ファイターズ
《ハム番24時》8月26日
道北にも選手のドラマがある。「思い出の地といっても過言ではない」。26日に2軍ロッテ戦が行われた旭川を、今川はそう表現した。
話は9年前にさかのぼる。甲子園出場を目指していた東海大四(現東海大札幌)時代。高校最後の大会を目前に、野球人生のターニングポイントを迎えていた。当時はベンチ入りの当落線上にいる無名の選手だった。
札幌の強豪私学は夏の予選前、同地区のライバルに手の内を明かさないよう、旭川遠征へ出ることが多い。今川は「毎年来ていました。この遠征はメンバーの選別があって、そこで漏れた3年生は実質、引退試合になる。僕はギリギリのラインだったので本当に必死でした」と記憶を振り返る。

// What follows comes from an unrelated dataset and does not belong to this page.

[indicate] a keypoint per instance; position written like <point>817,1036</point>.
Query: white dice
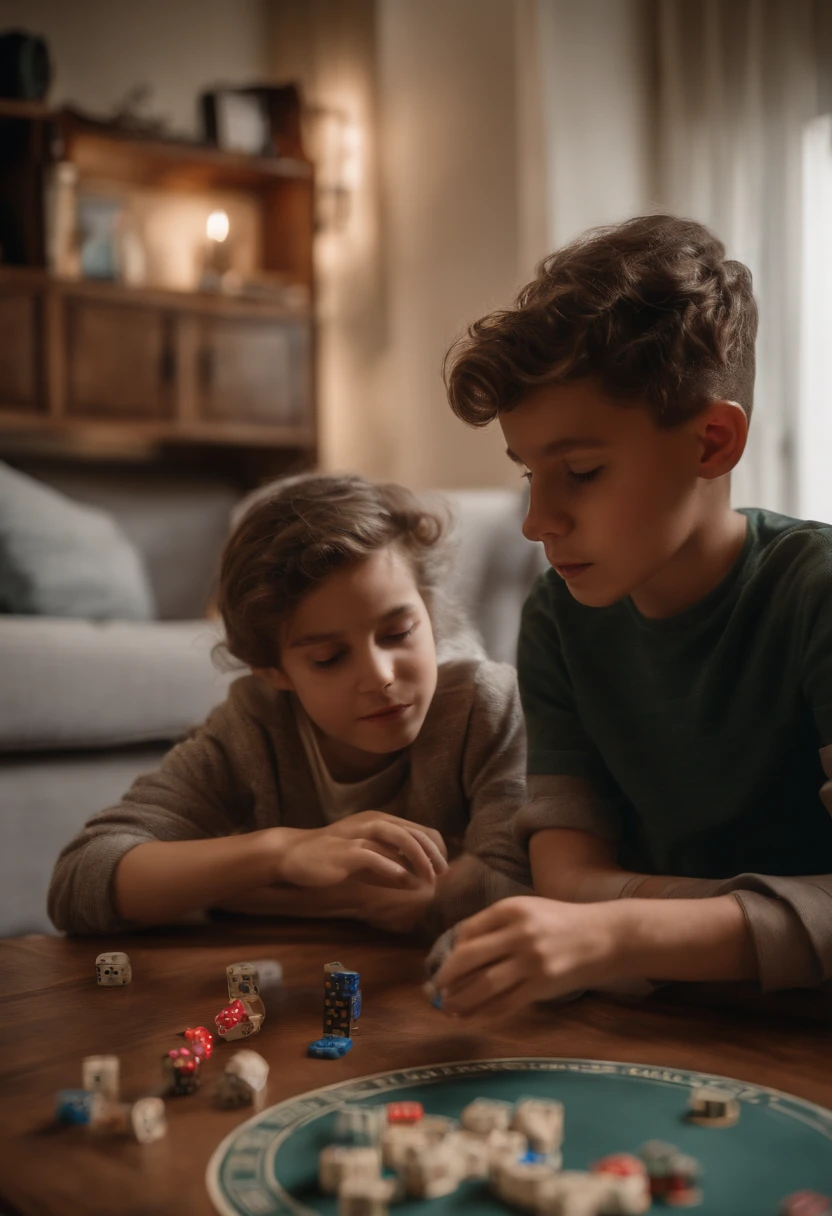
<point>113,969</point>
<point>100,1075</point>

どれだけチームが勝ち上がっても、部内の競争を勝ち抜かなければ、選手として甲子園の土を踏むことはできない。極限状態に追い込まれていた青年は、同遠征の練習試合で高校初の本塁打を放ち、大アピールに成功。メンバー入りを勝ち取り、後に聖地で代打安打まで放ってみせた。
「僕の高校通算本塁打は2本だけ。そのうち1本が旭川の練習試合で、もう1本は国体なので公式戦。旭川はグラウンドがめっちゃ小さかったので、実際は1本みたいなものですね(笑)」。たった一振りで、人生は変わることがある。常にベストを尽くす男の成り上がりストーリーに、これからも注目したい。